トンデモ本とは言わぬが、トンデモ的ではある。(特に向こうの教科書)
まあそもそも歴史という単語の意味が、過去の事実と見るか、現代の政治ツールと見るかの大きな差があるので、そこで認識の違いを非難してもしょうがない気がする。また
植民地にした時にいいこともしたというロジックは別に植民地のためにやったわけではなく、自分たちにとって必要だからやっただけの話なのであまり説得力を持たない気がする。
P.18
まず一つは、歴史教育において「中国は常に絶対的な善」だということです。(中略)中国側が主張する歴史というのは、神聖不可侵だということがあります。これは何かというと、歴史観の違いもあるのですが、明らかに言えるのは歴史という概念そのものが日本と中国では違うということです。
日本では歴史は教養の一つと考えますから、ありのままに伝えることを一つの基本的な姿勢としています。しかし中国にとって歴史とは、主に中国共産党の教育のプログラムの中の一つ、洗脳の一環として利用しているのです。
P.32
儒教は、宗教と意識しないほど生活様式に溶け込み、言うなれば中国人の体質のようなものになってしまっている宗教と言えるでしょう。

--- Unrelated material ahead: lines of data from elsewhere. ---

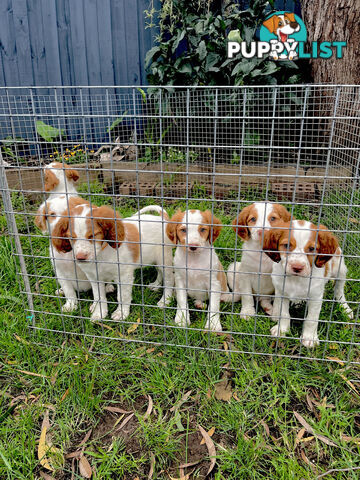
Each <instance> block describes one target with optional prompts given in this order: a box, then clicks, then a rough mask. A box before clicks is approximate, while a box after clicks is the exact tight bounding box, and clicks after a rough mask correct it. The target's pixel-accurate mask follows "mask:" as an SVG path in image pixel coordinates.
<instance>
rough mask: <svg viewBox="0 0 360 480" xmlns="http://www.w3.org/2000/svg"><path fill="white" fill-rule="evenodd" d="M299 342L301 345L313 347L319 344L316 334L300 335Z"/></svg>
mask: <svg viewBox="0 0 360 480" xmlns="http://www.w3.org/2000/svg"><path fill="white" fill-rule="evenodd" d="M300 342H301V345H303V346H304V347H306V348H314V347H317V346H318V345H320V342H319V337H318V336H317V335H315V336H313V337H308V336H304V335H301V338H300Z"/></svg>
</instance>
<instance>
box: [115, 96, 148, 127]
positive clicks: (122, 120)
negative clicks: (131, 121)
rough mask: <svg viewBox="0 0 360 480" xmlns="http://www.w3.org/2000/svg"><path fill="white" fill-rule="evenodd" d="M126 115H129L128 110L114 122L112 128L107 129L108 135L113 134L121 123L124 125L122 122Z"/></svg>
mask: <svg viewBox="0 0 360 480" xmlns="http://www.w3.org/2000/svg"><path fill="white" fill-rule="evenodd" d="M144 93H145V92H144ZM126 114H127V110H126V111H125V112H124V113H123V116H122V117H119V118H117V119H116V120H114V121H113V123H112V124H111V125H110V127H109V128H107V129H106V131H107V133H109V132H111V131H112V130H114V128H115V127H117V126H118V125H120V123H122V121H123V120H124V115H126Z"/></svg>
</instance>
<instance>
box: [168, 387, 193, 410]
mask: <svg viewBox="0 0 360 480" xmlns="http://www.w3.org/2000/svg"><path fill="white" fill-rule="evenodd" d="M191 393H192V390H189V391H188V392H186V393H185V394H184V395H183V396H182V397H181V398H180V400H179V401H178V402H177V403H175V405H174V406H173V407H171V408H170V412H175V410H178V409H179V408H180V407H181V405H182V404H183V403H185V402H186V401H187V400H188V398H189V397H190V395H191Z"/></svg>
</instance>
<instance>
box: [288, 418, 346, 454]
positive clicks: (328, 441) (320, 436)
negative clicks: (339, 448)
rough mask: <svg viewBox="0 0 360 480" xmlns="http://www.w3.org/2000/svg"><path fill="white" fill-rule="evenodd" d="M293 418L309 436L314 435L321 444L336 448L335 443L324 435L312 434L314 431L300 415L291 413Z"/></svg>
mask: <svg viewBox="0 0 360 480" xmlns="http://www.w3.org/2000/svg"><path fill="white" fill-rule="evenodd" d="M293 413H294V415H295V417H296V418H297V419H298V421H299V422H300V423H301V425H302V426H303V427H304V428H305V430H306V431H307V432H308V433H310V435H314V437H316V438H317V439H318V440H320V441H321V442H323V443H325V444H326V445H329V446H331V447H337V445H336V443H334V442H333V441H332V440H330V439H329V438H327V437H325V436H324V435H318V434H317V433H315V432H314V429H313V428H312V427H311V426H310V425H309V424H308V423H307V421H306V420H305V418H304V417H302V416H301V415H300V413H298V412H295V411H294V412H293Z"/></svg>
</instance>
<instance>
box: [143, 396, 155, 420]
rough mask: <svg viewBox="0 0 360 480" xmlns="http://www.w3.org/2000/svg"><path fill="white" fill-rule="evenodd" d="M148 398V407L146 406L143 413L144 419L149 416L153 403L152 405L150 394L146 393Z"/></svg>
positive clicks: (153, 403)
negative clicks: (144, 409)
mask: <svg viewBox="0 0 360 480" xmlns="http://www.w3.org/2000/svg"><path fill="white" fill-rule="evenodd" d="M148 399H149V405H148V408H147V410H146V413H145V415H144V420H146V419H147V418H148V417H149V416H150V414H151V412H152V409H153V405H154V403H153V401H152V398H151V397H150V395H148Z"/></svg>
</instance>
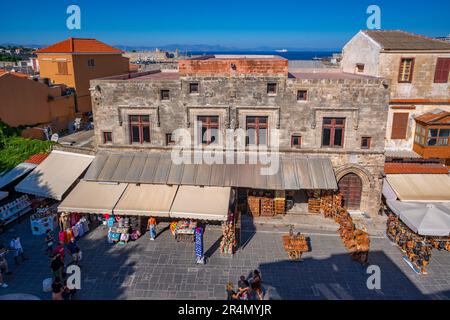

そのため、実は中国人だけの習慣なのに、世界的な習慣だと思い込んでいるようなケースが多々あります。そして、日本もその習慣にしたがうべきだと思い込んでいる。
P.47
清の乾隆帝が周辺諸国を侵略しまくっていりうのですが、そのことも書いてません。でも、領土はふくらんでいるわけです。ではそういうときに彼らは何というかというと「解放」、少数民族に対する文明解放というです。あくまでも侵略ではないというスタンスを取るのです。
P.55
要するに、中国の歴史教育は、国民が「中国共産党に従って社会主義の輝ける道を歩む」ためにやっていることがわかります。(中略)
戦前の日本の皇国史観というのは、天皇家がこの国を支配することの正当性を説くものでした。そのため、天皇家にとって忠実であった不忠であったかということが、人間の価値判断、あるいは歴史的事象の価値判断の基準となっていました。しかし、そういう教育は真実を歪めます。要するに「真実はこうであった」ということよりも、「こうあるべきだ」と考えてしまうため、あるべきじゃないところについては事実を曲げたり、あるいは隠して伝えなかったりしてしまうからです。
P.60
中国というのは、この後もそうですが、自国の侵略行為を、統一とか解放といった言葉に上手く言い直して隠しているんです。
しかし中国で、こうした偽りの記述がなされるのは、ある意味「伝統」であるのです。そのため、16-17世紀の中国では、歴史や経書の真偽を交渉する学問、「弁偽学」というものが発達しました。つまり中国の歴史書に偽物がたくさんあるという大前提からスタートしているわけです。